Consumer Confidence Plummets—Stocks Will Soar
The consumer is feeling it, but the future is brighter. The shutdown will end, the tariffs will go away. AI will still lead. But inflation will push the stock market through the roof.
The University of Michigan Consumer Sentiment Index was released Friday, and the number was basically in the gutter. When you think about it, why wouldn’t it be? The tariffs, which have pushed consumer prices upwards are impacting families across the board; especially at the grocery store. Then there is the government shutdown, which is now the longest ever. This has impacted services, especially the government SNAP program; again, food.
Will a deal happen? Absolutely! The Senate just passed something that is headed to the House.
Then, there are the tariffs, which Justices appeared highly dubious of their constitutionality in last week’s hearing. More likely than not, the tariffs go away (I would expect results will be released within 2-6 months—the timing is difficult to decide as factors of how divided the court is, or who does the writing, are the real factors in how long it takes to get a decision).
Looking beyond these major factors are the best thing to do at this point. It is this, that I have been focusing on over the past few months. The tariffs will go away. Then, there will be a massive hole in the budget. The Federal Reserve will dilute that debt, and that means an infinite amount of inflation is coming. Prices of all assets will move higher and higher to include, stocks, gold, crypto, housing, and many other classes.
Keep an eye on the bond yields as that is what will be next to make its move.
If The Tariffs Are Shot Down
The tariffs are unconstitutional. They’ve been declared so by multiple courts, and it does not take a rocket science degree to think this through. When the question of the constitutionality of the tariffs hit the Supreme Court, the Justices were highly doubtful.
Think through the process of the tariffs being struck down from this point. First, consumers will get a break for everything they buy, especially food products. This will reaccelerate economic activity. This will help draw in business expansion with hiring all over again. The unemployment rate remains low at what economists currently think is ~4.5%—there’s no data! This is still considered full employment. If the consumer begins spending again at a growing rate on more and more products, this will push economic activity rapidly upward.
Keep in mind something I have said over and over again: Personal Incomes are a finite number. The tariffs are a tax. This taxation is a direct tax on consumption. This removes potential economic activity if the government taxes consumers; via their respective finite personal incomes. If the government shaves down that income level, there is less to spend in the consumer-driven economy.

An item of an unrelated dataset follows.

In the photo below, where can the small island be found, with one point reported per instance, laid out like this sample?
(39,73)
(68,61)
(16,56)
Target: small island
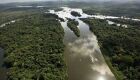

While it is true that the taxed income would be spent within the economy, it is done so at a less efficient rate.
Given all of this, with the tariffs more likely than not going away, the debt will need to be considered.
The US debt burden is widening, and removing a key taxation method is only going to make that far worse.
Debt-To-GDP Percentage Will Surge
I fully expect this chart above to expand further upward once the tariffs are struck down. There will be a penalty for that in the form of higher interest rates for US Treasuries.
The Federal reserve will need to '“deflate” that debt, and by deflate, what I am really saying is there will be more and more inflation coming. With all of this debt, the money supply will expand—along with renewed economic activity.
What The Yield Curve Is Telling Us
The Federal Reserve has signaled that they are not necessarily going to lower rates at the December meeting. The yield curve is starting to move higher on the long end; this has started to move quickly over the following few days.
The Fed typically targets the short end of the curve, and although the shorter end has responded to the latest interest rate cut by the Fed, the long end is moving up.
The taxes being collected by the government from the tariffs will vanish. Those tax dollars were a key aspect of paying for the Big Beautiful Bill. Where will the funds to pay for the bill come from without the tariffs?
The Money Supply Will Expand
All of the debt that is being printed by the Federal government will require money. Funds from around the world will be brought in to pay for the debt. But US citizens, ultimately, are going to have to pay for that debt via taxes. In order to blunt that, the money supply will be expanded. By doing that, deflating the value of the debt, inflation will happen. All asset prices will increase in value. Prices across the board will move even higher. This is not necessarily a short-term effect as much as it is a longer-term move.
The AI Trade is Still Trading
The news on the Senate bill passage pushed the markets back up. This is one of the hurdles being cleared that really did not seem to bother the stock market much. I expect that this trend will continue as the world gears up for the AI economy.
While this is overall positive for the economy, the prices being paid by consumers is stretching them thin.
Consumer Staples Sector—the only sector in the negative
A good indicator as to how far the consumer is stretched, the only sector of the 11 sectors that is in the negative for the year is the consumer staples sector. Consumers have been stretched beyond reason, and the stocks within the consumer sector have not performed nearly as well as the AI-loaded stock—if only Coca Cola and Procter & Gamble can figure out how to produce AI versions of their products.
The reality is that AI is good for investment within the economy. But our economy is not AI, and is not functioning properly—it will likely get worse.